6. The method according to claim 5, characterized in that, The process of fine-tuning the intraday correction plan using actual grid-connected power and actual bus voltage values ​​to obtain photovoltaic power commands and energy storage power commands includes: The actual grid-connected power value is compared with the power reference value corresponding to the intraday correction plan to obtain the total power deviation. The actual bus voltage value is compared with the voltage safety constraint domain to obtain the bus voltage deviation; The total power deviation and the bus voltage deviation are finely adjusted in a closed loop using an optimization algorithm to obtain the photovoltaic power command and the energy storage power command.

7. The method according to claim 1, characterized in that, The collected photovoltaic operation data, energy storage operation data, bus operation data, and dispatch command data include: Photovoltaic operation data, energy storage operation data, and bus operation data are collected through the first physically isolated communication link; Scheduling instruction data is received through a second physically isolated communication link; wherein, there is no common electrical ground and no clock bus coupling between the first and second physically isolated communication links.

8. A photovoltaic-storage power distribution control system, characterized in that, include: Dual redundant isolated communication units are used to collect photovoltaic operation data, energy storage operation data, bus operation data, and dispatch command data; The time-series homogeneous sensing unit is used to perform data calibration on the photovoltaic operation data, the energy storage operation data, and the bus operation data to obtain homogeneous calibration data; A photovoltaic-storage-bus electrical coupling identification unit is used to generate a voltage safety constraint domain based on the homogeneous calibration data.

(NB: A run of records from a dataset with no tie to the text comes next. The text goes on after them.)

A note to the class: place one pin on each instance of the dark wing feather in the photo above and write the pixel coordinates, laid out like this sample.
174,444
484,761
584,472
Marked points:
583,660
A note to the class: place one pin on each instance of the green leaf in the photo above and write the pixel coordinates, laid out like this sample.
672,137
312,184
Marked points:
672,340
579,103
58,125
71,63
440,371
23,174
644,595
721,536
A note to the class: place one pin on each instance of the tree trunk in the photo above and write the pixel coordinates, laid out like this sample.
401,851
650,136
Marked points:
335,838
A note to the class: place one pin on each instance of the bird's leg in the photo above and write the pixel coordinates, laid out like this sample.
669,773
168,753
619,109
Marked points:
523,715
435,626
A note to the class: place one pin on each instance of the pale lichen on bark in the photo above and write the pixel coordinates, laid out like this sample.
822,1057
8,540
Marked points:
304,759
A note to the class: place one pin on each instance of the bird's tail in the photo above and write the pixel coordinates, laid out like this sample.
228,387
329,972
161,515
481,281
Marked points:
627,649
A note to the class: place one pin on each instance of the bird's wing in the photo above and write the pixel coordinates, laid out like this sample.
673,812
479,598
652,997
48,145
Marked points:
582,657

A multi-timescale intelligent power allocation unit is used to predict photovoltaic output and energy storage state of charge based on the same source calibration data and the voltage safety constraint domain, and obtain prediction results; it is also used to perform three-level multi-objective optimization based on the prediction results and the voltage safety constraint domain to obtain photovoltaic power command and energy storage power command; wherein, the objectives of the multi-objective optimization are to minimize the curtailment rate, minimize the power allocation error, and maximize the stability of the bus voltage while satisfying the voltage safety constraint domain. A synchronous instruction execution unit is used to send the photovoltaic power instruction and the energy storage power instruction to the execution unit so that the execution unit can perform power allocation according to the photovoltaic power instruction and the energy storage power instruction.

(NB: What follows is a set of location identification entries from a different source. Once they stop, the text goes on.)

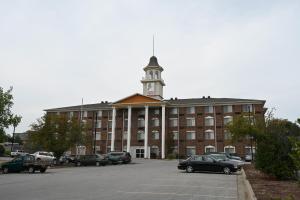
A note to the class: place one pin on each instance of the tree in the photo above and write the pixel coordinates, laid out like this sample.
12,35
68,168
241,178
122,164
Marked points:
7,118
56,134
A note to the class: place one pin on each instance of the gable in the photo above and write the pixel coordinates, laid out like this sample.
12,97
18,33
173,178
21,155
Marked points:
137,99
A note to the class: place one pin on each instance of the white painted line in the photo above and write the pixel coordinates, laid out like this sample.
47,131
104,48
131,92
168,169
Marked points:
176,194
190,186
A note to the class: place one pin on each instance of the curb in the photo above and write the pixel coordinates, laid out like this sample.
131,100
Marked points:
245,190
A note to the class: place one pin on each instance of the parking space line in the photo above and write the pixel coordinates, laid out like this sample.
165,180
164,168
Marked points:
191,186
176,194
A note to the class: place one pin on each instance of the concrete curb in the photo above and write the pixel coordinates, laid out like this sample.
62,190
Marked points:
245,190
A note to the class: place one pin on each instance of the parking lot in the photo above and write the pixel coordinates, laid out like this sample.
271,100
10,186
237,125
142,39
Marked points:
144,179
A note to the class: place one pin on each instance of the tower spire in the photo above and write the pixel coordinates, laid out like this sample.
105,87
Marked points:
153,45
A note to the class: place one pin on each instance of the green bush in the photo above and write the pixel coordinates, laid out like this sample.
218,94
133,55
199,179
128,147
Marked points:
2,150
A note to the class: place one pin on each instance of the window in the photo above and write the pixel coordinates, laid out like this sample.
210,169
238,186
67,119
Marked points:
71,114
190,121
227,109
209,121
98,124
209,149
99,113
141,122
125,134
98,136
155,122
175,135
190,150
190,135
155,135
247,108
174,111
227,135
190,110
209,135
141,112
84,113
209,109
140,135
227,119
173,122
229,149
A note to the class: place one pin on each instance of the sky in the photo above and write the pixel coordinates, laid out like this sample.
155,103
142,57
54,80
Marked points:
56,52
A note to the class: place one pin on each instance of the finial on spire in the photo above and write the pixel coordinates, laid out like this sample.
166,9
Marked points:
153,45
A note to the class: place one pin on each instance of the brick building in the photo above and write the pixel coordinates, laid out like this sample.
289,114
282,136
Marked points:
148,126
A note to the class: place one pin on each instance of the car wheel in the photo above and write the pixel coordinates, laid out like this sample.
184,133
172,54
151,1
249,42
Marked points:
5,170
31,170
226,170
189,169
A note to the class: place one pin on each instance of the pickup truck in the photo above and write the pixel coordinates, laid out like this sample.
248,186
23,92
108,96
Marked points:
24,163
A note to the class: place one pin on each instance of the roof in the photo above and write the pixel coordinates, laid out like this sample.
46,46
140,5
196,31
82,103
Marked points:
169,102
212,101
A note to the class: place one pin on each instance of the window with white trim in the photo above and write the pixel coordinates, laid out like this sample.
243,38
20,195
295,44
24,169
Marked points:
209,121
174,111
227,135
141,122
173,122
190,150
190,135
140,135
155,122
209,135
229,149
227,119
227,109
190,110
155,135
208,109
98,136
175,135
190,121
209,148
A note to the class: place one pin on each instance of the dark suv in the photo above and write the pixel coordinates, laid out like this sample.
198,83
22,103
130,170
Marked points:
119,157
95,159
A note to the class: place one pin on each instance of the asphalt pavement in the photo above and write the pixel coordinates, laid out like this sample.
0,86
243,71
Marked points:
142,180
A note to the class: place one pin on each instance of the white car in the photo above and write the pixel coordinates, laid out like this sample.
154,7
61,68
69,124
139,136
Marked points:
17,153
44,155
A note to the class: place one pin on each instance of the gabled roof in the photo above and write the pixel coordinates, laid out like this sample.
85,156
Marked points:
137,99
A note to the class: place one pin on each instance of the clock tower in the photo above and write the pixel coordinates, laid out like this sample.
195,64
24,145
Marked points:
152,82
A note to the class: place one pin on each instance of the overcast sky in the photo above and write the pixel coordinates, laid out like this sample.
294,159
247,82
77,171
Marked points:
56,52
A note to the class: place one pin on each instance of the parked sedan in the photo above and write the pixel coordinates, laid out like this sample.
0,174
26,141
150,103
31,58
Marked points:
95,159
205,163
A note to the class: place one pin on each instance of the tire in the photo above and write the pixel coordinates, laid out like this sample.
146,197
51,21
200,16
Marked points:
5,170
43,170
189,169
226,170
31,170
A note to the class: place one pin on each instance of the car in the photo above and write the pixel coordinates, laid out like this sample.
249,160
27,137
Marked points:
205,163
25,163
94,159
17,153
45,156
115,157
223,158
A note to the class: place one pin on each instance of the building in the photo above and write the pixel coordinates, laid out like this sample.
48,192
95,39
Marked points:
149,126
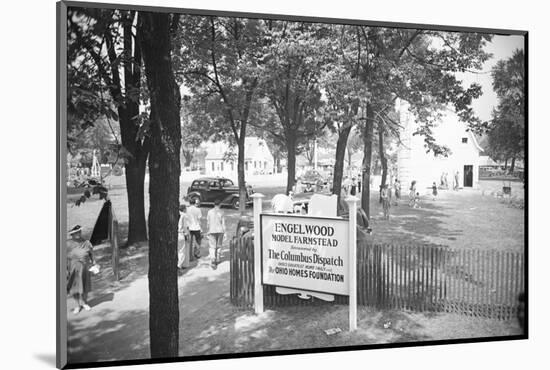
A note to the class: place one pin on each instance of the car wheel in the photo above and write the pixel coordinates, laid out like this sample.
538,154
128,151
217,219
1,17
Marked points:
235,203
194,198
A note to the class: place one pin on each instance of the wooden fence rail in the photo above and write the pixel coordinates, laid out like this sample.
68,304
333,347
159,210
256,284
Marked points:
472,282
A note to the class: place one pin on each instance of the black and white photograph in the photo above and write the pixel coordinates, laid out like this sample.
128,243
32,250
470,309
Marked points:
241,184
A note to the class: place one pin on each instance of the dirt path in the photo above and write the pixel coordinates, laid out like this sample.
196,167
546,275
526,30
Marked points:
117,326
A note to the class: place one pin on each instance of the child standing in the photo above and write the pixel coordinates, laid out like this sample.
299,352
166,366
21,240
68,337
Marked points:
216,231
416,202
194,216
183,238
386,201
412,194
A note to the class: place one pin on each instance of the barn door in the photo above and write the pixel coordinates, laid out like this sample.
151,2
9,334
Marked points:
468,176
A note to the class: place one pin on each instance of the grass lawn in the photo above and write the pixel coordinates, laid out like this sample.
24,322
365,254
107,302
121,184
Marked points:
117,326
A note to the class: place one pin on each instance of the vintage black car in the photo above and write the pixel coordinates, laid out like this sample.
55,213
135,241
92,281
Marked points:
208,189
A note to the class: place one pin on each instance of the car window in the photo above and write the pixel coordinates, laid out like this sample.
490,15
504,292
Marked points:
200,184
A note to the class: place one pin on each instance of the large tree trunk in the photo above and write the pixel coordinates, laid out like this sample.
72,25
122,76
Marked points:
135,172
241,142
367,159
291,163
383,159
127,113
135,189
240,176
341,144
164,168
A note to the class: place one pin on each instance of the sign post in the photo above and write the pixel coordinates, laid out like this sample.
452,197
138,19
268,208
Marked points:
258,290
352,205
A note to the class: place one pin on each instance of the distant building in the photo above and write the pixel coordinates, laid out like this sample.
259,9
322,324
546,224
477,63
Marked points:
413,163
221,158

9. The system according to claim 8, characterized in that, The temporal homogeneous sensing unit is specifically used for: A unified clock synchronization mechanism is used to add timestamps to the photovoltaic operation data, the energy storage operation data, and the bus operation data respectively, resulting in timestamped photovoltaic data, timestamped energy storage data, and timestamped bus data. The time-series deviation of the timestamped photovoltaic data, the timestamped energy storage data, and the timestamped bus data is calibrated using a software phase compensation algorithm to obtain the homogeneous calibration data.

10. The system according to claim 8, characterized in that, The photovoltaic-storage-bus electrical coupling identification unit is specifically used for: An electrical topology model is established with photovoltaic units, energy storage units, busbars and grid connection points as network nodes and collector lines and transformer windings as topology branches. Power flow calculations are performed based on the electrical topology model and the real-time operating parameters in the same-source calibration data to obtain the voltage safety constraint domain; the voltage safety constraint domain includes bus voltage constraints, branch power constraints, and energy storage state of charge constraints.